St. Petersburg's Alexandrinsky Theatre is opening its 247th season on Monday.
For the theatre's leading actors, the season begins with a trip to the Sts. Peter and Paul's Cathedral, where they are to lay red roses to the grave of Empress Elizabeth I, the one who singed, back in 1755, a decree to form a dramatic troupe, and white roses to the grave of Empress Alexandra Fyodorovna, who gave her name to the theatre in the year 1837.
At midday sharp, the troupe gathers in the theatre's Royal Foyer to listen to the theatre's agenda for the current season being read out loud in the presence of Russia's Culture Minister Mikhail Shvydkoi and St. Petersburg Governor Vladimir Yakovlev.

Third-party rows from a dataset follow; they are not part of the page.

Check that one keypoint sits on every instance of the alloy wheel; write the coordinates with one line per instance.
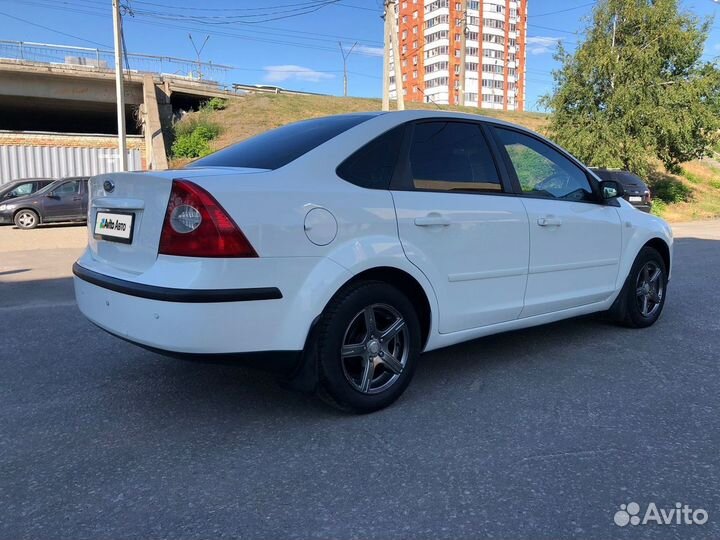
(649, 289)
(26, 220)
(375, 349)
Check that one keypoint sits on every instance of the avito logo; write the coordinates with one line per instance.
(679, 515)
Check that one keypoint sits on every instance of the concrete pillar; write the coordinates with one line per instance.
(152, 126)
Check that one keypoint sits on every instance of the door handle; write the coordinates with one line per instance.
(549, 221)
(432, 221)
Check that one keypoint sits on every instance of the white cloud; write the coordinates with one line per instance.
(542, 44)
(290, 72)
(369, 51)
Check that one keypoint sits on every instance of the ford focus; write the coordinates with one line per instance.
(337, 250)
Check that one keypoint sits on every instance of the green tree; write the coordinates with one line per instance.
(637, 88)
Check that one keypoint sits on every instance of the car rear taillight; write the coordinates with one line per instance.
(197, 226)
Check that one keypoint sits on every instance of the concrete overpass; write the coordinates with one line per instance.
(80, 99)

Professor Alexander Chepurov, who heads the literary section at the Alexandrinsky Theatre, told the following. The opening ritual was established five years ago. However, this time the tradition will be broken. The matter is that each new season was opened on August 30th, the theatre's birthday /it was on that day that Elizabeth I decreed to set up a theatre/. This year, the season begins earlier because the famous Russian producer Valery Fokin is about to start rehearsing Gogol's "The Inspector-General." The play, which the actors will rehearse beginning August 5th, is the first item in a program called "From Traditionalism to New Theatre" as drawn up by specialists from Russia's eldest state-owned theatre, the Alexandrinsky, and from Moscow's Vsevolod Meyerhold Center of Culture and Performing Arts.
According to Chepurov, the program consists of five plays that will be staged between 2002 and 2006. Apart from "The Inspector-General," the theatre will stage Sukhovo-Kobylin's "The Death of Tarelkin," Chekhov's "The Seagull," Tolstoi's "The Living Corpse," and Pushkin's "The Little Tragedies." Each of the plays mentioned had once debuted on the stage of the Alexandrinsky and became part of the classical repertoire of many Russian theatres.
Each play will be staged by Europe's best producers.